Right now, the trout stock trucks are moving, and just about all of the state trout lakes and streams are being stocked with thousands of catchable fish. This is all well and good.
One of the best trout streams in the state has to be the Williams River.
This stream begins in Pocahontas County on Black Mountain and flows west for about 33 miles through the Cranberry Wilderness to where it empties into the Gauley River near Cowen in Webster County.
This river is an intermediate-sized stream with an average width of 40 feet.
There are many reasons why the Williams River is a favorite among trout anglers. The primary ones are its cold water temperature and low turbidity. The West Virginia Division of Natural Resources stock more than 25,000 pounds of trout in the Williams each year. In most years, there is one stocking in January, two in February, weekly March through May, and twice in October.
A two-mile section of this stream is fish-for-fun (catch and release). This begins two miles below Tea Creek and extends downstream. All trout caught in this location must be returned to the water at once. There are several other regulations when it comes to fishing in catch and release areas, and I recommend that anglers read and know these regulations printed in the state fishing regulations each year.

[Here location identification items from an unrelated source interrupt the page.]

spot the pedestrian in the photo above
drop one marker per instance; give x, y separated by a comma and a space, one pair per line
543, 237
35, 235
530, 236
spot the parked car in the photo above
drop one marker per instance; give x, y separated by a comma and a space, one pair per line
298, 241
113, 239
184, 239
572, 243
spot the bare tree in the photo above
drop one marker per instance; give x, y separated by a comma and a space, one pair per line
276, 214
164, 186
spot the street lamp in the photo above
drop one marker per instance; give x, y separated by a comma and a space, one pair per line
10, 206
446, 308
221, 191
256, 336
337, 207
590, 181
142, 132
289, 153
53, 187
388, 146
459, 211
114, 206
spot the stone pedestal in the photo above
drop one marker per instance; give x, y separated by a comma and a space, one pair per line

Access to the lower end of the Williams River near Cowen is by secondary Route 46 and National Forest Service Route 86. These roads follow closely to the Williams River.

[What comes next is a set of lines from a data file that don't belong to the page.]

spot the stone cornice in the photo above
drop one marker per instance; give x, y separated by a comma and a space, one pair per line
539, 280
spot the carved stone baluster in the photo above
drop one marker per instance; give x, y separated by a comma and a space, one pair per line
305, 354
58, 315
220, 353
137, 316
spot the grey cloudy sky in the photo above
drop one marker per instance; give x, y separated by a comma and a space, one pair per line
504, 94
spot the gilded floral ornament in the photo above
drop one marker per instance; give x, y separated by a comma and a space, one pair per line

There are also 30 separate campsites located along the Williams River on National Forest Routes 86 and 216. These campsites are open year round, but are usually inaccessible during the winter months. Each campsite has a parking space, picnic tables, fire ring with a grill, waste receptacles and lantern hook.
There are also several pit toilets in safe locations near the campsites. These are the many reasons why the Williams River is popular with anglers who want to spend a weekend or a few days outdoors.
The Williams River Trail is another attraction of this scenic area. This 2.7-mile trail begins at the Tea Creek Campground and follows the river upstream along an old logging railroad grade, which makes easy access for anglers. It is also an easy bike riding trail. The trail ends at the Little Laurel Creek, which is the boundary with the Handley Public Hunting and Fishing Area in Pocahontas County.
Anglers need to remember that to fish for trout in any stream in the National Forest, a National Forest Stamp must be purchased along with a state trout stamp, plus a resident or non-resident fishing license.
This beautiful setting combined with easy access and good habitat make the Williams River a favorite among trout anglers of all ages.
For more complete information about the Williams River Recreation Area, consult the Tea Creek Area Hiking Trails Marlinton Ranger District. I obtained this pamphlet from the Monongahela National Forest office on Sycamore Street.